Naura mulai tertawa dengan tingkah laku Eka yang dinilai kaku. "Santai aja kali, Kak. Saya bukan orang berkepentingan dan hanya orang biasa."
"Ini kewajiban saya untuk bersikap begitu." Nada bicara Eka tetaplah datar, tidak naik dan tidak turun.
"Iya, Kak. Yang penting antar ke U-tion ya, Kak."
"Siap!"
Hanya berdua di mobil membuat Naura merasa agak canggung, namun lagi-lagi dia harus terbiasa dengan kehidupan papanya. Banyak yang belum dia rasakan selama menjadi anak sambung Hendra. Kesempatan datang kepadanya, meski Naura masih perlu mencari lebih banyak petunjuk.

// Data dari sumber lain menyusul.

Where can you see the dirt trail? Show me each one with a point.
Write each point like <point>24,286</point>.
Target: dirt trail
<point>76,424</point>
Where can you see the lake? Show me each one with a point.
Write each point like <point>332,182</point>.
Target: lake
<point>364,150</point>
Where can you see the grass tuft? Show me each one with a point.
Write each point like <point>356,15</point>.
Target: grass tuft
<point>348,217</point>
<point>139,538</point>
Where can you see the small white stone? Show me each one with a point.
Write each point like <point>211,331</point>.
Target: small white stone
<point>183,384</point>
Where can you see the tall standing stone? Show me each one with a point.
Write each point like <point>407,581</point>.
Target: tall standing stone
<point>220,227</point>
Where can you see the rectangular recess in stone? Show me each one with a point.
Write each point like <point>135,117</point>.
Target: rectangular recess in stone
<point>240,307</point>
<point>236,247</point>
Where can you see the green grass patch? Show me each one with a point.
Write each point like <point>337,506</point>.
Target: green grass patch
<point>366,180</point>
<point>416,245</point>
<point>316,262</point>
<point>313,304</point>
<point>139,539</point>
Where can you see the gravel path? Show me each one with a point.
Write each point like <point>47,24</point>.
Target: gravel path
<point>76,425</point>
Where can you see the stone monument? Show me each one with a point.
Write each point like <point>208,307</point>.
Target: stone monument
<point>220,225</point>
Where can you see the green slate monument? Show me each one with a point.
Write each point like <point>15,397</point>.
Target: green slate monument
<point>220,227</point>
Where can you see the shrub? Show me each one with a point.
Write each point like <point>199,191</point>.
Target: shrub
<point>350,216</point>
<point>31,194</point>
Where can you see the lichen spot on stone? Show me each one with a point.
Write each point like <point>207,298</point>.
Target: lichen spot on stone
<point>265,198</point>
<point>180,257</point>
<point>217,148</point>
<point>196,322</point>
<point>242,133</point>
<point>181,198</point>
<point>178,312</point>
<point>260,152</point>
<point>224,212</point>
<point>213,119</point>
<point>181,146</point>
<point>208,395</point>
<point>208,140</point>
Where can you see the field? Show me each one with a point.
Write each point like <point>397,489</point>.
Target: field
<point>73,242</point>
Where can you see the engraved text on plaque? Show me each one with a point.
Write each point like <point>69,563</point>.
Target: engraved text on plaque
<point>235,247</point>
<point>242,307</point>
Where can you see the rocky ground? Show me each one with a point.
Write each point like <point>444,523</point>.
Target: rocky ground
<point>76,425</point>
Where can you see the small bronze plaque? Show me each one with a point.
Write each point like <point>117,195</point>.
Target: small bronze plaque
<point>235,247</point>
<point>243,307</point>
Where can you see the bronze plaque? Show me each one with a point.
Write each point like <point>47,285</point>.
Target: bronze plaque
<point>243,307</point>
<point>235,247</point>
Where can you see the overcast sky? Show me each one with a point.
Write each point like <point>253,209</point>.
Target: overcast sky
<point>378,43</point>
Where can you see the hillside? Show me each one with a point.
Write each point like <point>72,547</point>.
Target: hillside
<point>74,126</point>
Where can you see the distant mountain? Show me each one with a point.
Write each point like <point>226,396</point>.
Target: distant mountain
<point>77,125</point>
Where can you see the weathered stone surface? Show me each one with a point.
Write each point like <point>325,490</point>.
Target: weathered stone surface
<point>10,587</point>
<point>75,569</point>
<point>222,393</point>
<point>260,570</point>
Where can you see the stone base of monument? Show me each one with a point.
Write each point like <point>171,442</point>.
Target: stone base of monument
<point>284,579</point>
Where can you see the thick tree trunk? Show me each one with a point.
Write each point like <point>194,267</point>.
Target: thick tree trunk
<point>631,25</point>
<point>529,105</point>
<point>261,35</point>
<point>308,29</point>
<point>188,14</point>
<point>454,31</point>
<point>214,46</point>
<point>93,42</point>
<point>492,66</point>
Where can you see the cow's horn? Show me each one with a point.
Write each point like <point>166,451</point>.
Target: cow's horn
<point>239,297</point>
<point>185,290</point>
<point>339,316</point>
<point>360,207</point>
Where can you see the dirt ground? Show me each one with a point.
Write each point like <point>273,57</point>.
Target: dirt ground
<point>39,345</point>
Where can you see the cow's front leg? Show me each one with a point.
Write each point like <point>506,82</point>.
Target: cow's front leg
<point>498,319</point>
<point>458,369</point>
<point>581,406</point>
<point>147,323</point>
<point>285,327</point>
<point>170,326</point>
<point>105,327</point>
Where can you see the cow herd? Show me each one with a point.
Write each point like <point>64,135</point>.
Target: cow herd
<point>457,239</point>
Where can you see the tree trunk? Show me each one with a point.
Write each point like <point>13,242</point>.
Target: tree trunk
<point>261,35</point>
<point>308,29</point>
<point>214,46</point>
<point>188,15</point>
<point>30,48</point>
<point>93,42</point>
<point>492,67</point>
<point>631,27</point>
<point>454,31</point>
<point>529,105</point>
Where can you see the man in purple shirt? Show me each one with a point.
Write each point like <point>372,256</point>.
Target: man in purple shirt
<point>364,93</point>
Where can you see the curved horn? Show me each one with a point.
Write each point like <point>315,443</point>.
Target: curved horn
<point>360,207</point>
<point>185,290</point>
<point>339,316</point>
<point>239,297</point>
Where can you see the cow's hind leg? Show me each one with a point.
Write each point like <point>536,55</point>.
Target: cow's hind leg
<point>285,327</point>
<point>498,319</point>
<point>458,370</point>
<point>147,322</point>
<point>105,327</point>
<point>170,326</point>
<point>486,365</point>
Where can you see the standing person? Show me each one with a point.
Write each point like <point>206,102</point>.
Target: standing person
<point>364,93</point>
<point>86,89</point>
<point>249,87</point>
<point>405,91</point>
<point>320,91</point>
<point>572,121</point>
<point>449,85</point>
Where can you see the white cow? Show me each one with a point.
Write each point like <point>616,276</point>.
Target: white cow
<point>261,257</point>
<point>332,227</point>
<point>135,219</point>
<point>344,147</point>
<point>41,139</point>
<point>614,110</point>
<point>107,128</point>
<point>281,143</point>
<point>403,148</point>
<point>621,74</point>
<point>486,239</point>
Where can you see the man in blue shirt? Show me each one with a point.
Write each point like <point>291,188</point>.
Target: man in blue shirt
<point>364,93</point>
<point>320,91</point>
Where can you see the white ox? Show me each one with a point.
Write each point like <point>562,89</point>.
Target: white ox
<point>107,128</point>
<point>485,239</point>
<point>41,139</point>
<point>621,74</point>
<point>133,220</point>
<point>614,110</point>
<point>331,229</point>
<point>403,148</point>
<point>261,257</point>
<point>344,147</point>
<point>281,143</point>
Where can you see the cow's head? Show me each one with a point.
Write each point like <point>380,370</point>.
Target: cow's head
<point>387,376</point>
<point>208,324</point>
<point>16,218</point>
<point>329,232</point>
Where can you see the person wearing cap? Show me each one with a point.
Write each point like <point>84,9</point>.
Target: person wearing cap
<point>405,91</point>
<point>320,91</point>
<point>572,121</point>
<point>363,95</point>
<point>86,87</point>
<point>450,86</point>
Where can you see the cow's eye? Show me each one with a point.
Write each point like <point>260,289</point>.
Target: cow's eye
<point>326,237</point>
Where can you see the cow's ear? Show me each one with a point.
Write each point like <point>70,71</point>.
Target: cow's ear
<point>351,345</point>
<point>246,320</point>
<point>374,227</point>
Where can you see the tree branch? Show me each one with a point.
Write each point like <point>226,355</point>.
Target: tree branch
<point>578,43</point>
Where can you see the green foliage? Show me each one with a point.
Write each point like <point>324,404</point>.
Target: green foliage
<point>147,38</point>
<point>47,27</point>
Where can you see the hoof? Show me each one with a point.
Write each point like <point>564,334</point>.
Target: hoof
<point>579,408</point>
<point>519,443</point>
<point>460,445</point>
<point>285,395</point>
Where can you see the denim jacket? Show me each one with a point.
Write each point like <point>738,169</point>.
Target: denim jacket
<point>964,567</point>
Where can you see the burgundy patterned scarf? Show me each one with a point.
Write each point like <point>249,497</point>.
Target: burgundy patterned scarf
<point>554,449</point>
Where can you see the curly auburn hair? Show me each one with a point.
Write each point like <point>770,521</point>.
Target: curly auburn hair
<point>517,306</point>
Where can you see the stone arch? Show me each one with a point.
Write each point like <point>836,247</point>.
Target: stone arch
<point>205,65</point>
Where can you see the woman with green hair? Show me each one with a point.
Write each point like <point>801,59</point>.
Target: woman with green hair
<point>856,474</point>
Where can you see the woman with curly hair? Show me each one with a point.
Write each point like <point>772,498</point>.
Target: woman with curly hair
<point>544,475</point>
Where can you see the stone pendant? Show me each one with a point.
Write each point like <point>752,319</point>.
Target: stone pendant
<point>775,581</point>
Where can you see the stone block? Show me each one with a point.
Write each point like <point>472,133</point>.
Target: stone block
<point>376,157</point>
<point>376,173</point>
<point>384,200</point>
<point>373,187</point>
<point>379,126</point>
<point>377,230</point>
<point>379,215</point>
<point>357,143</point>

Terlebih tentang kakaknya.
'Oh iya, surat. Surat yang ditulis Pak Rindra. Apa gue boleh baca lagi nggak ya? Semoga Kak Eka nggak lihat dan tanya-tanya.'
Diam-diam, Naura mengeluarkan secarik kertas di saku celana. Kemudian lipatan kertas tersebut dibukanya sebagian dan membaca dari bagian atas. Sebelumnya Naura menoleh ke arah Eka, untungnya si sopir memandang lurus ke depan tanpa gangguan apa pun.
Mata Naura bergerak menelaah kalimat dari tulisan tangan milik dosennya.
(Untuk Aurel Utami Putri yang aku sayang ...
Sayang, kamu nggak lupa kan hari ulang tahun kamu? Aku siapkan banyak hadiah untukmu, termasuk beberapa kumpulan foto kenangan kita dari awal bertemu sampai kita memiliki Toni.
Oh iya. Tentang permintaan mencari adikmu, aku sudah usahakan mencarinya. Cuman ya, asal kamu tahu saja, sayang. Aku sudah datangi alamat yang sempat kamu kasih ke aku. Hasilnya nihil, katanya penghuni yang tinggal di sana sudah pindah rumah. Maaf untuk hadiah itu, aku belum bisa kabulkan. Nama Naura banyak, bukan cuma satu Naura aja. Pun aku nggak tahu nama lengkapnya siapa. Kalau papa bisa bantu, semoga saja papa dapat kabulkan.)
'Tunggu. Pak Rindra cari ... gue?' Naura menunjuk dirinya sendiri.